Dr Carl AndersonĀ is a statistical geneticist interested in using genetic and genomic data to further our understanding of immune-mediated diseases. Carl heads the Genomics of Inflammation and Immunity group at the Sanger Institute. He is also the Institute’s Director Graduate Studies.

Carl has always been fascinated by the ability of human genetic variation to identify the causal biology of disease. He believes that advancing our knoweldge of the genetic underpinnings of complex diseases has the power to revolutionise both our ability to identify effective new drug targets and identify the patients who will benefit most from these drugs. By collaborating with clinicians around the world, Carl’s team combines the analysis of whole genome sequencing with functional genomics data from disease-relevant primary cells to connect disease risk to genetics and cell biology.

Carl became interested in human disease genetics during his time as a biomedical sciences undergraduate at the University of Sheffield, UK. At that time, he was particularly fascinated by neurodegenerative diseases, and was drawn to genetics as a means of discovering causal disease biology in an organ as mysterious as the brain. After graduating Carl undertook an MSc in Genetic Epidemiology, again at the University of Sheffield, to begin learning about genetic mapping. With his interest in the field then firmly established, Carl moved to the University of Edinburgh in 2003 to undertake a PhD in Quantitative Genetics under the supervision of Peter Visscher. He spent the final two years of his PhD in the Genetic Epidemiology Department at the University of Brisbane folllowing Peter’s move there for a professiorship position. When he was finishing his PhD at the end of 2006, the Wellcome Trust Case Control Consortium (WTCCC) was on the lookout for postdocs to lead aspects of the project. Carl moved to Oxford at the beginning of 2007 to work on the inflammatory bowel disease arm of the WTCCC, boyed by the fact that even linkage analysis managed to map a risk locus for IBD (NOD2).

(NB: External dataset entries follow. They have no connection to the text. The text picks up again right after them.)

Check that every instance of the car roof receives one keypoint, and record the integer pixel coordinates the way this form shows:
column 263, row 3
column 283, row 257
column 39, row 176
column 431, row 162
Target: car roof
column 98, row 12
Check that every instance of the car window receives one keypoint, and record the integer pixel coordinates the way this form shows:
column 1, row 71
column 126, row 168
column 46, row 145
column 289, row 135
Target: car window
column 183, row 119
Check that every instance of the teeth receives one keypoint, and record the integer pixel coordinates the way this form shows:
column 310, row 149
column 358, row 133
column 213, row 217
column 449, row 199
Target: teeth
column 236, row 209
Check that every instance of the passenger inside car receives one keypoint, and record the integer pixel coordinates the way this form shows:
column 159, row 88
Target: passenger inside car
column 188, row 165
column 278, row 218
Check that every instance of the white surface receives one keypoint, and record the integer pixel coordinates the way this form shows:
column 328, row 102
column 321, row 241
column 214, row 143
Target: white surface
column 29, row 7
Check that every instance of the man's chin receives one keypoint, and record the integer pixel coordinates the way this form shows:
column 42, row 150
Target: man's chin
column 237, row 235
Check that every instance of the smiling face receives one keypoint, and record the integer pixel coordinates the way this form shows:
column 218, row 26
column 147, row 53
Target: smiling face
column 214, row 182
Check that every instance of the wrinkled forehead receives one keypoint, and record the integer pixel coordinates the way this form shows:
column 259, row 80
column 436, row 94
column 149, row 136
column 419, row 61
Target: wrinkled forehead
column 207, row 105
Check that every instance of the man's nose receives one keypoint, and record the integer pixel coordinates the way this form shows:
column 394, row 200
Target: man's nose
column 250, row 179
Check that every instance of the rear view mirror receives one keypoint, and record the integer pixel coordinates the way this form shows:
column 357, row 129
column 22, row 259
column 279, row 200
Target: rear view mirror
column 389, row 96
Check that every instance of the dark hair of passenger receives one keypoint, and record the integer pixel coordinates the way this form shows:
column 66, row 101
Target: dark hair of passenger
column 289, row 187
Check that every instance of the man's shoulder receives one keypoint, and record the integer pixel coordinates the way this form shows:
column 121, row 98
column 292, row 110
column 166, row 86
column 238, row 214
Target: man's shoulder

In 2009, Carl moved to the Sanger Institue to establish his research group on the genomics of inflammation and immunity. His team has used genome-wide association studies to identify over 280 independent risk loci for IBD, primary sclerosing cholangitis and primary biliary cirrhosis. In 2016, Carl and his team opened their own wet lab to enable them to explore the cellular consequences of genetic variants associated with immune-medated disease risk and perform functional screens.